A violência nas ruas de Caracas manteve-se, mesmo em dia de eleições. Créditos: Nathalie Sayago/EPA
A violência nas ruas de Caracas manteve-se, mesmo em dia de eleições. Créditos: Nathalie Sayago/EPA

“Vamos ajustar todas as contas”, prometeu Nicolas Maduro, durante a campanha para as eleições, referindo-se à oposição.

A perseguição à oposição também marcou o desfecho das eleições. À luz dos resultados, Antonio Ledezma não tardou em mostrar o seu descontentamento. Acusado de crimes contra a paz, segurança e a Constituição venezuelanas pelo atual governo, o político resolveu divulgar um vídeo em que tece críticas ao governo e ao processo eleitoral: “Sabemos que o aparelho de segurança foi posto ao serviço da tirania do regime totalitário”. Face a estas declarações, o antigo autarca da cidade de Caracas, que se encontrava em prisão domiciliária, foi alvo de uma rusga dos serviços secretos da Venezuela, SEBIN (Servicio Bolivariano de Inteligencia Nacional), momento esse registado em vídeo pelos moradores do prédio.

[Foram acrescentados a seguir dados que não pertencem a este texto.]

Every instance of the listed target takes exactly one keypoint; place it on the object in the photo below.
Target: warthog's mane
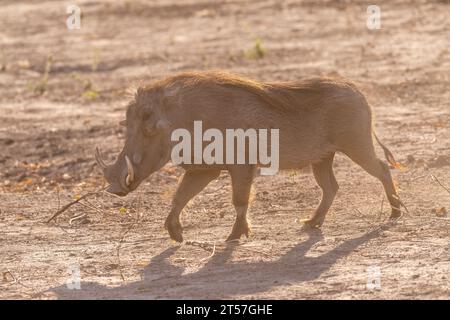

Leopoldo López também não escapou à repressão política. Considerado inimigo do Estado, o político encontrava-se em prisão domiciliária desde o início do mês de julho, mas um vídeo na véspera das eleições a incentivar à manifestação foi suficiente para soar os alarmes. Na madrugada de terça para quarta, López também foi detido por agentes armados da SEBIN, momento esse denunciado por sua esposa, Lilian Tintori, no Twitter.

 

O advogado de defesa de Leopoldo López acusou os atos de “sequestro de dois cidadãos pelas suas ideias políticas, pessimamente mascarado por supostos crimes inventados pela ditadura”. Já o diretor do Observatório dos Direitos Humanos da América Latina, José Miguel Vicanco, classificou a ação das forças do governo de “cobarde” e que “só um ditador desesperado por se manter no poder pode aceitar”. Contudo, o diretor acredita que a “detenção arbitrária de duas figuras da oposição” vai surtir o efeito contrário e despoletar a oposição.

O Tribunal Supremo de Justiça justificou que o procedimento das forças de autoridade teve por base a violação das normas acordadas para a prisão domiciliária. As declarações políticas e entrevistas dadas aos media eram interditas a ambos os presos políticos.

Fraude nas urnas?

Segundo a Reuters, as dúvidas em torno da manipulação de voto poderão ser dissipadas de acordo com os números registados. Até às 17h30, quase quatro milhões de venezuelanos foram às urnas. Contudo, desde então até às 19 horas, verificou-se uma maior afluência. Em cerca de 90 minutos, votaram mais de quatro milhões de pessoas.

As alegadas "filas longas" foram a justificação das autoridades para o prolongamento do período de voto. Créditos: Ariana Cubillos/AP
As alegadas “filas longas” foram a justificação das autoridades para o prolongamento do período de voto. Créditos: Ariana Cubillos/AP

Situação estranhada pela procuradora-geral da República, principalmente devido à extensão do período de voto em uma hora pelas autoridades venezuelanas. Luisa Ortega Díaz não reconhece os resultados e diz que “o que eles anunciaram é  fazer pouco dos venezuelanos”. Mesmo no seio da comissão de eleições, Luis Randon admite ser a primeira vez que não pode garantir “a consistência ou veracidade dos resultados apresentados”.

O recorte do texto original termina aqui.